Tuesday, October 30, 2012

Anniversary of The Bone People winning the Booker Prize


Tomorrow is an anniversary of Keri Hulme's Booker win (31 October 1985). 
There is a really wonderful excerpt from Gaylene Preston's documentary on Keri - beautiful discussions on writing, characters, plot, killing off characters, and the terrible question that adults ask of children: "What are you going to do when you grow up?"



Footnote:
The Bone People was originally published by The Spiral Collective and my copy of that edition is sitting on my bookshelf with other special books. I was once offered 100 pounds for it by an English second-hand book dealer and I see it presently on sale on Abe Books at US$250.00
Apart from its importance as a most significant piece of NZ writing, and of course the only NZ title to have ever won the Booker Prize, I feel a special connection to the work because I was one of three NZ publishers who were bidding to buy the rights in The Bone People from the Spiral Collective. I was MD/Publisher at Penguin Books NZ at the time and the others bidding were Brian Phillips, then heading Wm.Collins NZ, and the man who won out in the end, Bert Hingley, the publisher at Hodder & Stoughton NZ. As far as I can tell Hodder have kept the work in print ever since. Goodness knows how many copies it has sold, and Keri will not tell me, but it is in the millions.
I also recall Robert Holding, owner of The Polynesian Bookshop in Ponsonby Road, selling me  The Bone People on the day of its 1984 NZ publication.

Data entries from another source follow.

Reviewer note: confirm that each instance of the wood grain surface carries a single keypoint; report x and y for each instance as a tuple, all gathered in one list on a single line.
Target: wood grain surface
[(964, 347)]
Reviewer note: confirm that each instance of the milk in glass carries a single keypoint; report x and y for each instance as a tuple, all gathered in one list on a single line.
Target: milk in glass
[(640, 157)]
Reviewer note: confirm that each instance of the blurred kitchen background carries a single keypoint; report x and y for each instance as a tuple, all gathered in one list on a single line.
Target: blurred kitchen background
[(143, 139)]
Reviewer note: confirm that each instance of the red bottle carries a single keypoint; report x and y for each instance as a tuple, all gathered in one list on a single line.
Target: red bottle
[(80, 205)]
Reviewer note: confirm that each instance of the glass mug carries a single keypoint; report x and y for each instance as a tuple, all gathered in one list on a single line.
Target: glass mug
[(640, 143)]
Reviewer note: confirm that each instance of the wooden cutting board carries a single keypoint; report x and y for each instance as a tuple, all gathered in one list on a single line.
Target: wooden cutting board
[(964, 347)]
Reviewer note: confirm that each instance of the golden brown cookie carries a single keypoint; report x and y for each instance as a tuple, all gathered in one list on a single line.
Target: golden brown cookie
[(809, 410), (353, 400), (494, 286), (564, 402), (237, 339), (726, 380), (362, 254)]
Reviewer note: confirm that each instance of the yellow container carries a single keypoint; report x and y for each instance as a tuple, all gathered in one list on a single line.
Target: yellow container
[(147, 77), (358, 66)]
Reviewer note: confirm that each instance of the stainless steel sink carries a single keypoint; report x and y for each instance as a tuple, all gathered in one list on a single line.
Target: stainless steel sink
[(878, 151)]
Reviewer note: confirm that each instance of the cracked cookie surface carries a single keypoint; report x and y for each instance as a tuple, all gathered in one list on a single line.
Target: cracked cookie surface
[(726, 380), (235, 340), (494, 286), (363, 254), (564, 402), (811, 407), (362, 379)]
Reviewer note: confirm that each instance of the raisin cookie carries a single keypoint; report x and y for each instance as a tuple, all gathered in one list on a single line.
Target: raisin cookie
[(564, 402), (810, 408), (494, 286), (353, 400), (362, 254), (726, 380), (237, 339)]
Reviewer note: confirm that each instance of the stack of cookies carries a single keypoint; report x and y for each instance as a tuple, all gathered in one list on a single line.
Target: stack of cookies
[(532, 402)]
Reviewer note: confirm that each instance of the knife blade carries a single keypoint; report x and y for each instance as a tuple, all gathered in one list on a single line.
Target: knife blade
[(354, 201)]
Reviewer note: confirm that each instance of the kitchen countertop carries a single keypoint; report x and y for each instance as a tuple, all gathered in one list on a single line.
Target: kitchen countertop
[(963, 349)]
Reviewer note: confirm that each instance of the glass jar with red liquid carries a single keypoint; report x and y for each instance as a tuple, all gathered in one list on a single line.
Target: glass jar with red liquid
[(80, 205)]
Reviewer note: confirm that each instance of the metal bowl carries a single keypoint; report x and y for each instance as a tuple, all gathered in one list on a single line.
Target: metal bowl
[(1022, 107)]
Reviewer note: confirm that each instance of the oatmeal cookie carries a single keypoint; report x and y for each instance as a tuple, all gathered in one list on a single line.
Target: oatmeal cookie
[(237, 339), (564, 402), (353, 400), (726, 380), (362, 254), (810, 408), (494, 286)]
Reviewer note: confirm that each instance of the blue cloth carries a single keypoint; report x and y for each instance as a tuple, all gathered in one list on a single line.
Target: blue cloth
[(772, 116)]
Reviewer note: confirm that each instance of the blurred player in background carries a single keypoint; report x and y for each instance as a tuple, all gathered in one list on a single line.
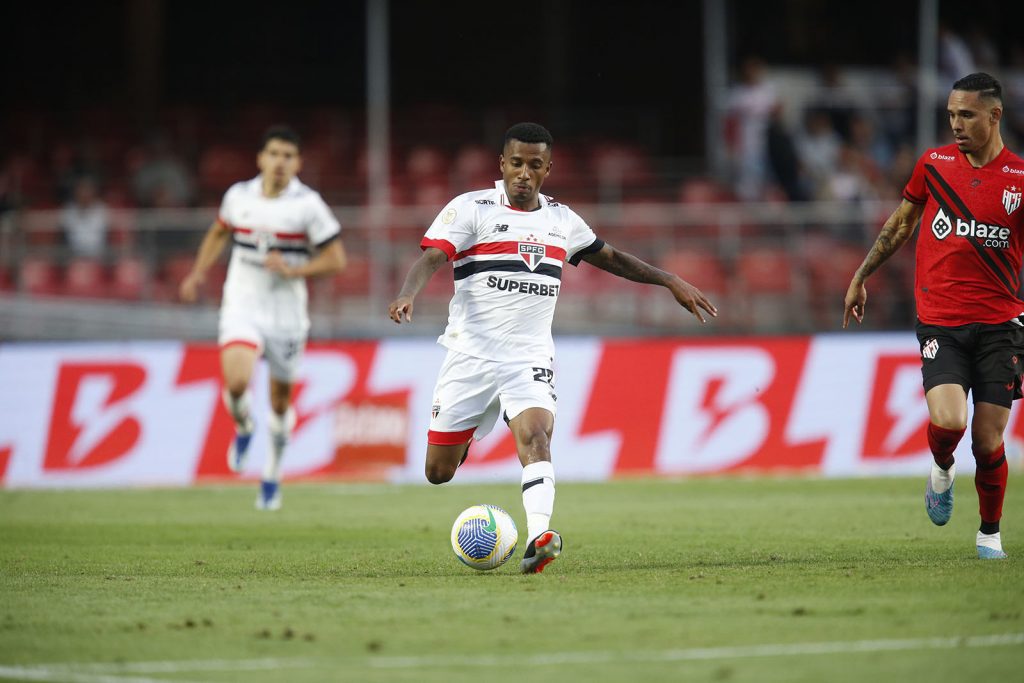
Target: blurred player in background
[(970, 321), (283, 232), (508, 245)]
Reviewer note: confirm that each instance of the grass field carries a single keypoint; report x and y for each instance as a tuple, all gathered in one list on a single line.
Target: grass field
[(700, 580)]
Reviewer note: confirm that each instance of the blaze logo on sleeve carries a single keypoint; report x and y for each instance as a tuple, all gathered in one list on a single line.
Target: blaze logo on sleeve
[(1011, 199)]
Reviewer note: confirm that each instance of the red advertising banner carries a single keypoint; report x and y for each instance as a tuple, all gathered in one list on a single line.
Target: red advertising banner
[(143, 414)]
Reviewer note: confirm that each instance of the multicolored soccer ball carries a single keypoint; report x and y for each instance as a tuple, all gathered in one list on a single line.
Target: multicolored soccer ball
[(483, 537)]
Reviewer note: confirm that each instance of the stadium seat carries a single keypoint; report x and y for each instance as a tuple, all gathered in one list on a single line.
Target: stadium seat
[(129, 279), (38, 275), (85, 278), (768, 295)]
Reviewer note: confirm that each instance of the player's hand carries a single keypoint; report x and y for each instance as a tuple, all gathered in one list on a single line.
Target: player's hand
[(188, 291), (856, 298), (692, 299), (274, 262), (401, 305)]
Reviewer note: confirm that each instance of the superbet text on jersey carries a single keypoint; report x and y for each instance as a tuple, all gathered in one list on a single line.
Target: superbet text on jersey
[(508, 268), (969, 249)]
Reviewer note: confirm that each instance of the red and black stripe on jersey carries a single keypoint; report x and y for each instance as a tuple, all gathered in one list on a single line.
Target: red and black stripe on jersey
[(952, 205)]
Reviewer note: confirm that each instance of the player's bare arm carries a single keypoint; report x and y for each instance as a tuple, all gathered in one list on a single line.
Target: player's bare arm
[(629, 266), (418, 276), (894, 235), (330, 259), (213, 244)]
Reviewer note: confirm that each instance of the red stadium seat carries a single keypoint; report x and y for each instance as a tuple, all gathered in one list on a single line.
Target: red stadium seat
[(85, 278), (39, 276), (130, 279)]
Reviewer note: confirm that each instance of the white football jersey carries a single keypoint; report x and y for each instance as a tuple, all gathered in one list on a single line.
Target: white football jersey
[(295, 222), (508, 269)]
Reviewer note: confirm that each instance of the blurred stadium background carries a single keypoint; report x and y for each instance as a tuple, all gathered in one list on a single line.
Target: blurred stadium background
[(753, 147)]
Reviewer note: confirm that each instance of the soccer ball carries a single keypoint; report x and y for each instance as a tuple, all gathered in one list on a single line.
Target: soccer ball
[(483, 537)]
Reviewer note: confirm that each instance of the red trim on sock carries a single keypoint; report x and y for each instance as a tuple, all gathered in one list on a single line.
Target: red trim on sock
[(450, 438), (990, 482), (943, 441)]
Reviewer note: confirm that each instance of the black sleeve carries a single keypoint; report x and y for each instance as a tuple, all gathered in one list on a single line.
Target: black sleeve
[(596, 246)]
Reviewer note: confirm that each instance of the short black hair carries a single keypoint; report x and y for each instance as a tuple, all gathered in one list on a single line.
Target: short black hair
[(281, 132), (531, 133), (981, 83)]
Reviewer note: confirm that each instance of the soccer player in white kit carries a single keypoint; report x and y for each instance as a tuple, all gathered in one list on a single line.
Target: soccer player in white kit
[(283, 232), (508, 245)]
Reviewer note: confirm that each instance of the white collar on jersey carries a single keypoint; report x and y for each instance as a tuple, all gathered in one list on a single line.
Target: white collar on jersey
[(500, 186)]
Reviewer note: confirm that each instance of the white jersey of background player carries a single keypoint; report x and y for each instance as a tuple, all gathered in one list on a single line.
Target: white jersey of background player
[(283, 232), (509, 246)]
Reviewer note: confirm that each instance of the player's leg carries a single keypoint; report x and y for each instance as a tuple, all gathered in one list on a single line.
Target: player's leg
[(284, 356), (527, 394), (238, 358), (465, 408), (998, 370), (990, 476), (946, 373)]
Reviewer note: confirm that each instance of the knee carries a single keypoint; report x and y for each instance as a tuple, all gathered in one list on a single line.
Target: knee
[(437, 473), (951, 420)]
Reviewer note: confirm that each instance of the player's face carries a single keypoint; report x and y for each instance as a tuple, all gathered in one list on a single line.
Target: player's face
[(972, 120), (524, 166), (279, 162)]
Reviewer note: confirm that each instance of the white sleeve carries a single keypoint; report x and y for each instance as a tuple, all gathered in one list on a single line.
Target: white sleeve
[(323, 225), (454, 229), (582, 240)]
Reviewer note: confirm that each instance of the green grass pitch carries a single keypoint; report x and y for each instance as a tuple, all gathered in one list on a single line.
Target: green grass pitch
[(695, 580)]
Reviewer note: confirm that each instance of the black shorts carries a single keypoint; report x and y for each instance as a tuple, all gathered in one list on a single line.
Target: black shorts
[(985, 359)]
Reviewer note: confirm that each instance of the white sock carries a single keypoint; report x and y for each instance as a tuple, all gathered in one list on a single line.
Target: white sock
[(942, 479), (538, 497), (989, 541), (281, 431), (239, 410)]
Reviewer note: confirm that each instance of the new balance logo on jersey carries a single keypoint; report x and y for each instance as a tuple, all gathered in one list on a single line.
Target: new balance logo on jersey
[(1011, 199), (930, 349), (532, 253)]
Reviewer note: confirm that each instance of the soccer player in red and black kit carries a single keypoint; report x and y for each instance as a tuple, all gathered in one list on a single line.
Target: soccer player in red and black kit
[(968, 199)]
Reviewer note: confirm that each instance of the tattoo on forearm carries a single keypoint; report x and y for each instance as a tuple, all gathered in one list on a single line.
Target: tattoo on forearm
[(894, 235), (633, 268)]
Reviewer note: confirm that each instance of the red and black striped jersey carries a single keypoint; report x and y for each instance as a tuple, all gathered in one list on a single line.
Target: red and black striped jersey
[(970, 243)]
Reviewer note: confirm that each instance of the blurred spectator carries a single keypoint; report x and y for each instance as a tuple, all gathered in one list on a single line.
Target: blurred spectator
[(818, 148), (85, 220), (750, 107), (783, 160), (160, 172), (836, 99), (955, 60)]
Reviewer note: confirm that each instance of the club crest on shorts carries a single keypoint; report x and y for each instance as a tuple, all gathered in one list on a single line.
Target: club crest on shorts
[(930, 348), (531, 253), (1011, 199)]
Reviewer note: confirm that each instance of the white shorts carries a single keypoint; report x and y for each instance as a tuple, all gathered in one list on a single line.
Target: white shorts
[(471, 393), (282, 349)]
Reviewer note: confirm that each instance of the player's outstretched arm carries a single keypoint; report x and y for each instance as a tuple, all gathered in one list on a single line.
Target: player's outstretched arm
[(418, 276), (213, 243), (629, 266), (894, 235)]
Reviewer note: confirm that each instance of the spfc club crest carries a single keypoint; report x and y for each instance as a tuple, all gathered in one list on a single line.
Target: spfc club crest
[(532, 252), (1011, 199)]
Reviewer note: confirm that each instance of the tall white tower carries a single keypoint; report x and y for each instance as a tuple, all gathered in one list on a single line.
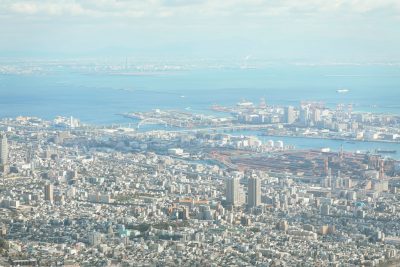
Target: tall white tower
[(3, 149), (232, 192), (254, 192)]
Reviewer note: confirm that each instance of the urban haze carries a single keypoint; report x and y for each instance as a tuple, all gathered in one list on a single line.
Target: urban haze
[(200, 133)]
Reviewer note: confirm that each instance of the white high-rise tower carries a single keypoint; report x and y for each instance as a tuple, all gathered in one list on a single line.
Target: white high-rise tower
[(254, 192), (232, 192), (3, 149)]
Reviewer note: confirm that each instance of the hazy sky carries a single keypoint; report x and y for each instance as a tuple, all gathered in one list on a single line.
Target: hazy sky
[(294, 30)]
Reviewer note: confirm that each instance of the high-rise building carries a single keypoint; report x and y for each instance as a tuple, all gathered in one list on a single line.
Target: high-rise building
[(290, 115), (48, 192), (3, 149), (232, 192), (254, 192)]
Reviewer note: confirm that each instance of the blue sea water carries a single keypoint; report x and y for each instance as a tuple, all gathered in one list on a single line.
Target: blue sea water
[(97, 99)]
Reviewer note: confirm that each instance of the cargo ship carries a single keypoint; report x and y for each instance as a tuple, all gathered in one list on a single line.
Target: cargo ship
[(342, 91), (385, 151)]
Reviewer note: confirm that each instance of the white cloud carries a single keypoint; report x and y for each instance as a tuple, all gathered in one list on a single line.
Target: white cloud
[(194, 8)]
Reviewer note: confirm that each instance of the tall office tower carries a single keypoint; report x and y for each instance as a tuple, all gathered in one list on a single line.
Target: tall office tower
[(3, 150), (254, 192), (304, 115), (48, 192), (232, 192), (290, 115)]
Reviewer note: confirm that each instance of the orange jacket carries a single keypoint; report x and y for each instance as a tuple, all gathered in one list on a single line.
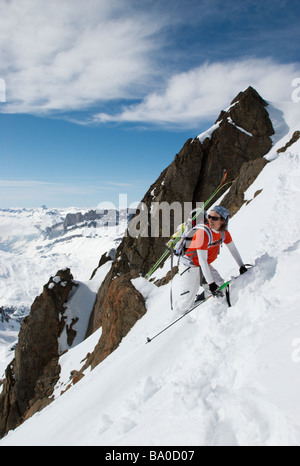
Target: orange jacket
[(201, 240)]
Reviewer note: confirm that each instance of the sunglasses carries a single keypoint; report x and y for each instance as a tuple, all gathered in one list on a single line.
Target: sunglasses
[(215, 219)]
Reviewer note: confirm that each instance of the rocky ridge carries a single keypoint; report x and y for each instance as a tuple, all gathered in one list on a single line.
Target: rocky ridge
[(240, 138)]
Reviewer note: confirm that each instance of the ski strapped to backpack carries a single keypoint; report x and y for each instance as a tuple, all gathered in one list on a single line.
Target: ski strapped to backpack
[(178, 235)]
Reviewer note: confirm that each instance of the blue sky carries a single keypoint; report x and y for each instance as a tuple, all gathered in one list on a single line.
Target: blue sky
[(98, 96)]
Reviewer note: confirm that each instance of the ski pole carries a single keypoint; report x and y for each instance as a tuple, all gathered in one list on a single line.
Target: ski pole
[(186, 313)]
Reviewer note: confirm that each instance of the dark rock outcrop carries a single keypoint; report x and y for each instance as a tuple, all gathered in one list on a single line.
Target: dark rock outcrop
[(122, 305), (241, 138), (32, 375)]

He said "this is the most important piece of fiction published in NZ in many years Graham and you have to have a copy". That was pretty much before anybody had even heard of the book. He proved to be right on the money. And that was a full year before it won The Booker as the rank outsider.
The Spiral Collective as I recall comprised three remarkable women, Elizabeth Ramsden, Marian Evans, and Miriama Evans
Elizabeth Ramsden later adopted the Maori version of Elizabeth, Irihapeti
A year or so after The Bone People was published Irihapeti, myself and Gisborne librarian Pene Walsh were the judges of the Wattie Book Awards. Sadly Irihapeti died in 2003.

1 comment:

Keri Hulme said...

Kia ora Brian - I'd forgotten about that anniversary (I date things from the book's launching, Wellington, February 17th, 1984...)
Hodders didnt keep tbp in print - it is still published by Picador(Penguin Putnam in the USA), but no longer freely available in NZ (except via Amazon.)